I was with him last week. That’s what friends do.

We visit each other. We spent the whole day clowning around. Laughing at our past silliness, planning new ones.

Our days where long roller coaster ride of infinite possibilities on the fun track, anything could happen. If it was happening elsewhere we sought it out. If it wasn’t happening we made it. The days where good most of the time. Other times they where fantastic.
And the nights..
Well for me. It was.
Not for T though.

You see T doesn’t just have Sickle cell Anemia. He also suffers from a leg ulcer that is common with sickle cell patient. Whilst Sickle cell patient are prone to occasional attacks of pain ( they call em crisis) leg ulcers are annoying side attraction. Too make it worse.They’re always there. They never leave and they always have to remind you of their prescence. It’s an annoying sore on his leg that refuses to go. It almost has a life of its own. Sometimes the sore closes to just a slight scratch on the skin, teasing us with the possibilities of its departure. Just when we are convinced that this time, just maybe this time, it’s going to final leave, the sore laughs at us and opens up into a wound that looks like the result of a gunshot.
Gunshot wound or screen crack. The sore is always there.

And it never stops hurting.

I’m not talking the slight dull ache that hitting your head against the wall can give you. I’m talking the pain that a surgery patient would experience if they suddenly ran out of anesthesia mid operation and then kicked him out. The sore that T is afflicted is one of respectful proportions. When I say pain. I mean real pain. Like the tale of the little mermaid , (not Disney’s romantic version, the real one) every time he takes a step he is hit by nerves reminding him that they are here to make his life hell. It is like he is literally working on broken shards of glass. The leg hurts like hell. The pain is so bad that most of the time his body is covered with sweat as he struggles to come to grips with it.
Sickle cell. Leg ulcer. Unending pain.
Sometimes you wonder why the gods don’t just pay less attention to Somalia.

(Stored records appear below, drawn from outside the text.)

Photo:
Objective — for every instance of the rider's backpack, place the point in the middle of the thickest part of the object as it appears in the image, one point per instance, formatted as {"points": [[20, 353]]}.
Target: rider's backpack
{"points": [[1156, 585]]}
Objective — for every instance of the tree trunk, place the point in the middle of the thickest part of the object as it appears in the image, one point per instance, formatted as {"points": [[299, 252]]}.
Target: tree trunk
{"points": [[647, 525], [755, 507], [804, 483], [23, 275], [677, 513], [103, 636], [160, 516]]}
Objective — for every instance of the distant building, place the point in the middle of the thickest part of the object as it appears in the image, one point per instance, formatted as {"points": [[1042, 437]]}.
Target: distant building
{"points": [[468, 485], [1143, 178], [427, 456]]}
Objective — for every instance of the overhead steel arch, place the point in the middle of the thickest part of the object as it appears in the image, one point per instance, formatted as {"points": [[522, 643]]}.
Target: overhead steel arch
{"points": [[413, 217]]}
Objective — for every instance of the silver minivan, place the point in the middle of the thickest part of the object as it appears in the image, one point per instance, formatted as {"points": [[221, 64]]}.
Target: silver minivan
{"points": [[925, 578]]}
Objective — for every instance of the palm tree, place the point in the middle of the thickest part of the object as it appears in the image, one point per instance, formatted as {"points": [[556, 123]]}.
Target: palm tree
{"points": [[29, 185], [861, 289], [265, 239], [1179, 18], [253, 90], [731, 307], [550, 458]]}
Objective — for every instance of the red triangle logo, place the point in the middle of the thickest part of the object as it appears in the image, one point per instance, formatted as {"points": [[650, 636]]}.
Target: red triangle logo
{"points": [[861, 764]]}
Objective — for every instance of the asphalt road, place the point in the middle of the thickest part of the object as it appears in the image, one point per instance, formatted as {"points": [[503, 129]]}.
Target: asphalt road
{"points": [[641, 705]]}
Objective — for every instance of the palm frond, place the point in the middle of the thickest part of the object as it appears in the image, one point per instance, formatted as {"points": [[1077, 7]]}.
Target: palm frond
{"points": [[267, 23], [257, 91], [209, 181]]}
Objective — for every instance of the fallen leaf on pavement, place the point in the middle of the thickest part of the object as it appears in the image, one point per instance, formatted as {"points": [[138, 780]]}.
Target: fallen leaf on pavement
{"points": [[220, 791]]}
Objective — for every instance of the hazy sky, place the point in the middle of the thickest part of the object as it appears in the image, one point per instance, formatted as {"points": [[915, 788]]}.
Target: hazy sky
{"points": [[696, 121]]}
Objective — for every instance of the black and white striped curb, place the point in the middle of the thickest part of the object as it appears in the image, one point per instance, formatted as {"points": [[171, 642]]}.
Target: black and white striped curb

I woke up one night last week to meet him sitting in a chair.

The room was dark and his was a shadowy hunched silhouette against the background.

He couldn’t even talk when I asked him if the leg was hurting. It was almost a silly question.

The leg always was hurt. It just sometimes hurt more than other periods. This time it was having a blast cranking out the pain. He just nodded his head weakly. He was hurting and couldn’t do anything about it. I was his friend and there was nothing else I could do. True there where drugs he could take. But the pain killers he used where pretty strong stuff. They where way up there with cocaine in the addiction monsters. It was really easy to get addicted to the drugs because of its soothing effect. My friend T had heard the stories of people suffering from addiction to the drugs he was using.

He was worried.

He was not going to add junky to his glowing resume of woe.
A brave decision perhaps.
Certainly, a painful one.

He might have been noble but I wasn’t.

Despite his murmurs on the contrary, I tore his room apart looking for the vial that would bring him relief. I eventually found it. He didn’t wince as I gave him the injection. He just lay there groaning softly.
Eventually the drugs kicked in and a dreamy look came to his eyes. He made his way to the bed to pass out. I watched him as he slept a drugged sleep and I wondered. Last year I had two tummy aches. Both instances had left me rolling on the floor gasping for help whilst I swore out my oaths to the cooks responsible for my gastronomical dysfunction.
I could not handle pain for one night and yet here was a person, my friend, who could, and who had, for the last 5 years.

It’s a wonder how much I have taken for granted in my life.
Things I do for fun he is unable too. He is, for instance, unable to drink coke. Not because sipping the sugary elixir will kill him but because he has been told that too much sugar in his blood does not help the wound. He cannot drink alcohol because 2 years ago his liver complained after a night of mindless boozing (vodka anyone?)whilst we celebrated our continued existence.

An even simple thing like dating is not so simple where he is concerned.
Cursed with the tinge of an SS blood group he is wary dating anyone with an AS tag.

Not because he is afraid he is contagious but because he fears that like, Damocles sword swinging over his head ,the knowledge that the relationship cannot go anywhere will ruin whatever little pleasure he might have derived.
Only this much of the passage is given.